I am interested in the use of Itô's lemma to describe the evolution of $M$. The notes I am reading (I am just deducing from skipped over calculations) seem to imply that the exponential part of the definition of $M$ is only relevant in the $t$-derivative part of Ito's Lemma - but is it not a function of $Z_t$, and therefore relevant in the $Z_t$-derivative part? Ie the notes imply $$dM_t=e^{-\int_0^tf(Z_s)ds}\left(\left(-f(Z_t)v(t,Z_t)+\frac{\partial v}{\partial t}(t,Z_t)\right)dt+\frac{\partial v}{\partial z}(t,Z_t)dZ_t+\frac{\partial^2v}{\partial z^2}(t,Z_t)d[Z]_t\right)$$ so why is the $z$-derivative of $e^{-\int_0^tf(Z_s)ds}$ not relevant?
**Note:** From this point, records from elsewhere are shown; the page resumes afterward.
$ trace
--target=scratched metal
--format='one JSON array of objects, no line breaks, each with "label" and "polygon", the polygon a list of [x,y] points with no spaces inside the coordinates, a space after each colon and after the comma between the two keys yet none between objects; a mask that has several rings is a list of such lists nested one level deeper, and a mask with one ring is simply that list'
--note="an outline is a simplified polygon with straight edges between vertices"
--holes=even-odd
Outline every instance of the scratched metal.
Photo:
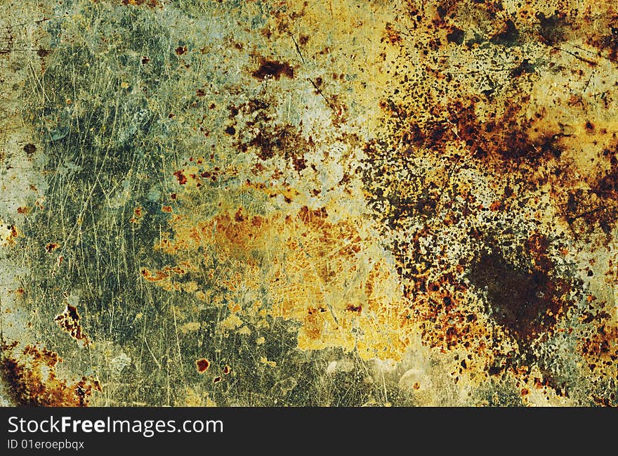
[{"label": "scratched metal", "polygon": [[5,405],[617,405],[618,7],[0,0]]}]

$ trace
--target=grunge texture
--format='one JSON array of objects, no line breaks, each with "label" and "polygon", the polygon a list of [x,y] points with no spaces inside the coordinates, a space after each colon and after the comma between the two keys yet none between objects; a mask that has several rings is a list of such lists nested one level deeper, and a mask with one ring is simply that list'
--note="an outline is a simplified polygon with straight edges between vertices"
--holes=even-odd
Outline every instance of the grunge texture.
[{"label": "grunge texture", "polygon": [[618,11],[0,0],[4,405],[617,405]]}]

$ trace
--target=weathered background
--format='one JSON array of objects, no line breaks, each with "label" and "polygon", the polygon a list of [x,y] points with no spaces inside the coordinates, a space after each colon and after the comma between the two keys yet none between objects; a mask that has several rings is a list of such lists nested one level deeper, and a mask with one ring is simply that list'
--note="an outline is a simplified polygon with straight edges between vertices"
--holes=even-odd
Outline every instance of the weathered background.
[{"label": "weathered background", "polygon": [[618,12],[0,0],[4,405],[618,405]]}]

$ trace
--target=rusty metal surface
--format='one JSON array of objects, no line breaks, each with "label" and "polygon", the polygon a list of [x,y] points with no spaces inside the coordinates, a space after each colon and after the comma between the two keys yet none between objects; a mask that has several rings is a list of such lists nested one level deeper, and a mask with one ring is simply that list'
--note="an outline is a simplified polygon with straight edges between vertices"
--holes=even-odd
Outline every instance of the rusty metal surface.
[{"label": "rusty metal surface", "polygon": [[0,1],[5,405],[616,405],[618,8]]}]

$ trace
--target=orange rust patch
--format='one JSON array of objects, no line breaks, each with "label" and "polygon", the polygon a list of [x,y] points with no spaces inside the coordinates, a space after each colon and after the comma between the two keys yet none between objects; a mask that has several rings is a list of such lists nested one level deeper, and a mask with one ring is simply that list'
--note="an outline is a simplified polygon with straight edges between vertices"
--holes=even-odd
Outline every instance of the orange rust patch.
[{"label": "orange rust patch", "polygon": [[[14,351],[17,342],[3,345],[3,352]],[[1,371],[20,405],[86,407],[93,391],[101,391],[92,376],[79,381],[59,379],[56,366],[62,359],[45,348],[27,345],[17,356],[5,355]]]},{"label": "orange rust patch", "polygon": [[195,367],[200,374],[205,372],[210,367],[210,361],[205,358],[201,358],[195,360]]}]

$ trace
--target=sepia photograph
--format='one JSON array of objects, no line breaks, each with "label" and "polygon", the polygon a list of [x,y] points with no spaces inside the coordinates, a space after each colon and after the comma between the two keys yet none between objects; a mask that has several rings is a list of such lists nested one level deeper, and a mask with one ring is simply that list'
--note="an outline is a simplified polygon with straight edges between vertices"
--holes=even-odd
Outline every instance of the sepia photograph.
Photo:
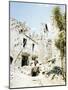
[{"label": "sepia photograph", "polygon": [[66,4],[9,1],[9,87],[66,85]]}]

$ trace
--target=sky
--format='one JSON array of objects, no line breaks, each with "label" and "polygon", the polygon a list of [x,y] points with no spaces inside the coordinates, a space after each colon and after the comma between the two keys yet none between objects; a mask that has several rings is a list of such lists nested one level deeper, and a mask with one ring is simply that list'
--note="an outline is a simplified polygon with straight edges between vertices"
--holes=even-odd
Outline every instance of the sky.
[{"label": "sky", "polygon": [[10,17],[25,21],[33,32],[37,32],[41,23],[50,23],[54,6],[65,10],[64,5],[10,2]]}]

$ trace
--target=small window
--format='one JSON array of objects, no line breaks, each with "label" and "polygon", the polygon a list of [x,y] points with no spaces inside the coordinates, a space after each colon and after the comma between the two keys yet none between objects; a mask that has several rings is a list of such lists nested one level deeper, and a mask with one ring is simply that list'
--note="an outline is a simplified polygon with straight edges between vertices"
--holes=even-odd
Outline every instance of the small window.
[{"label": "small window", "polygon": [[27,39],[23,38],[23,47],[25,47],[26,43],[27,43]]}]

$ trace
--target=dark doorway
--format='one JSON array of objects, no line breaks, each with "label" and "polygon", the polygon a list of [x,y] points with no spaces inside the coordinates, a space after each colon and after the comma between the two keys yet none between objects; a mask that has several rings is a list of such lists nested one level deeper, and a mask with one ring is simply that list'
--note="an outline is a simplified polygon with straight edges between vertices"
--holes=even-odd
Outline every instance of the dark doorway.
[{"label": "dark doorway", "polygon": [[12,64],[12,61],[13,61],[13,57],[10,56],[10,64]]},{"label": "dark doorway", "polygon": [[28,65],[28,56],[22,56],[21,66]]}]

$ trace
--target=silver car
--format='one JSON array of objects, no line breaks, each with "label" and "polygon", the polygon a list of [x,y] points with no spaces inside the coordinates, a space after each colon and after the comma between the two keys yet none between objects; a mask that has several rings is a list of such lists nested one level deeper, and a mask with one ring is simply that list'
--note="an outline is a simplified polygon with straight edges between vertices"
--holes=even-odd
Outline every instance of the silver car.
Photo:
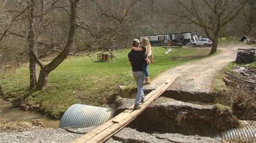
[{"label": "silver car", "polygon": [[212,42],[208,38],[203,38],[198,40],[197,41],[193,42],[192,45],[194,47],[197,46],[204,46],[205,47],[211,46],[212,45]]}]

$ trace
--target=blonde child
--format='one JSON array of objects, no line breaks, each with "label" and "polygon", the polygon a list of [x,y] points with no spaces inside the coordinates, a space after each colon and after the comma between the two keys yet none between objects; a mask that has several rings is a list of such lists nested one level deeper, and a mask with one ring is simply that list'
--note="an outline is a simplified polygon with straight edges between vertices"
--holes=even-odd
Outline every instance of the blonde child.
[{"label": "blonde child", "polygon": [[[144,51],[143,49],[143,46],[146,48],[146,53],[147,54],[147,57],[150,60],[150,62],[153,63],[154,63],[154,58],[153,56],[153,53],[151,50],[151,45],[149,38],[144,38],[142,39],[142,44],[143,45],[140,47],[132,47],[132,48],[136,51]],[[150,80],[149,70],[147,69],[147,64],[146,61],[144,61],[143,63],[143,73],[145,75],[145,85],[150,84],[151,83]]]}]

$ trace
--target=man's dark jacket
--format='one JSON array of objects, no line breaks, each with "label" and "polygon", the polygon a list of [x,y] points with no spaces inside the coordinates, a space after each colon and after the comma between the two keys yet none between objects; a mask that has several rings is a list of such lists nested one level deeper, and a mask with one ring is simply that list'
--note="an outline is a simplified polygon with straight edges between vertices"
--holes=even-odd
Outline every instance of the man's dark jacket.
[{"label": "man's dark jacket", "polygon": [[132,72],[143,71],[143,62],[147,58],[145,51],[135,51],[133,49],[128,54],[129,61],[132,67]]}]

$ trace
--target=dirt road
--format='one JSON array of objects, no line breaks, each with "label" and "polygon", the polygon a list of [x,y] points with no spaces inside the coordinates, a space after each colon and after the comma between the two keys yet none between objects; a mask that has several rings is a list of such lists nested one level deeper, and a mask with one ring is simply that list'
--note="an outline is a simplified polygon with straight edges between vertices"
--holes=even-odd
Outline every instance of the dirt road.
[{"label": "dirt road", "polygon": [[[202,47],[203,48],[203,47]],[[214,76],[229,62],[234,61],[238,48],[252,48],[249,45],[235,45],[219,46],[221,52],[216,55],[204,58],[200,61],[189,63],[170,69],[158,75],[145,89],[156,89],[174,73],[180,75],[169,90],[188,92],[192,94],[212,91]]]}]

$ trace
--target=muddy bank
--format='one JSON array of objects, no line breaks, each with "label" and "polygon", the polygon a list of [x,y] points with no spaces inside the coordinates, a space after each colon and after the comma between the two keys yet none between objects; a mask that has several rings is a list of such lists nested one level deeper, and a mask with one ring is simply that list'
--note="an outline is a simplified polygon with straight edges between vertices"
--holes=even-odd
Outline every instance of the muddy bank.
[{"label": "muddy bank", "polygon": [[[10,101],[0,98],[0,130],[5,126],[15,129],[19,128],[20,122],[40,120],[45,127],[58,127],[60,120],[42,114],[39,111],[24,111],[15,107]],[[18,126],[15,127],[15,125]]]},{"label": "muddy bank", "polygon": [[[132,99],[119,99],[115,115],[131,106]],[[230,108],[221,104],[200,105],[161,97],[129,126],[139,131],[210,136],[239,126]]]},{"label": "muddy bank", "polygon": [[255,66],[234,67],[222,74],[229,89],[233,113],[239,119],[256,120],[255,71]]}]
Recall that for $M_t = X_t Y_t$, the Itô produt rule tells us that $$dM_t = X_t dY_t + Y_t dX_t + d \langle X,Y\rangle_t$$ In your case, you may set $X_t = e^{- \int_0^t f(Z_s) ds }$, so that $dX_t = -f(Z_t) X_t dt$. Moreover, $X_t$ is of bounded variation, so $d\langle X, Y\rangle_t = 0$. Setting $Y_t = v(t,Z_t)$, Itô's lemma gives us that: $$dY_t = \frac{\partial v}{\partial t}(t,Z_t) dt + \frac{\partial v}{\partial x}(t,Z_t)dZ_t + \frac{1}{2}\frac{\partial^2 v}{\partial x^2}(t,Z_t)d\langle Z\rangle_t $$ Using the product rule, it follows that $$\begin{align*} dM_t &= e^{- \int_0^t f(Z_s) ds } \left( \frac{\partial v}{\partial t}(t,Z_t) dt + \frac{\partial v}{\partial z}(t,Z_t)dZ_t + \frac{1}{2}\frac{\partial^2 v}{\partial z^2}(t,Z_t)d\langle Z\rangle_t \right) - f(Z_t)e^{-\int_0^t f(Z_s)ds}v(t,Z_t)dt \\ &= e^{-\int_0^tf(Z_s)ds}\left(\left(-f(Z_t)v(t,Z_t)+\frac{\partial v}{\partial t}(t,Z_t)\right)dt+\frac{\partial v}{\partial z}(t,Z_t)dZ_t+\frac{\partial^2v}{\partial z^2}(t,Z_t)d\langle Z\rangle_t\right) \end{align*}$$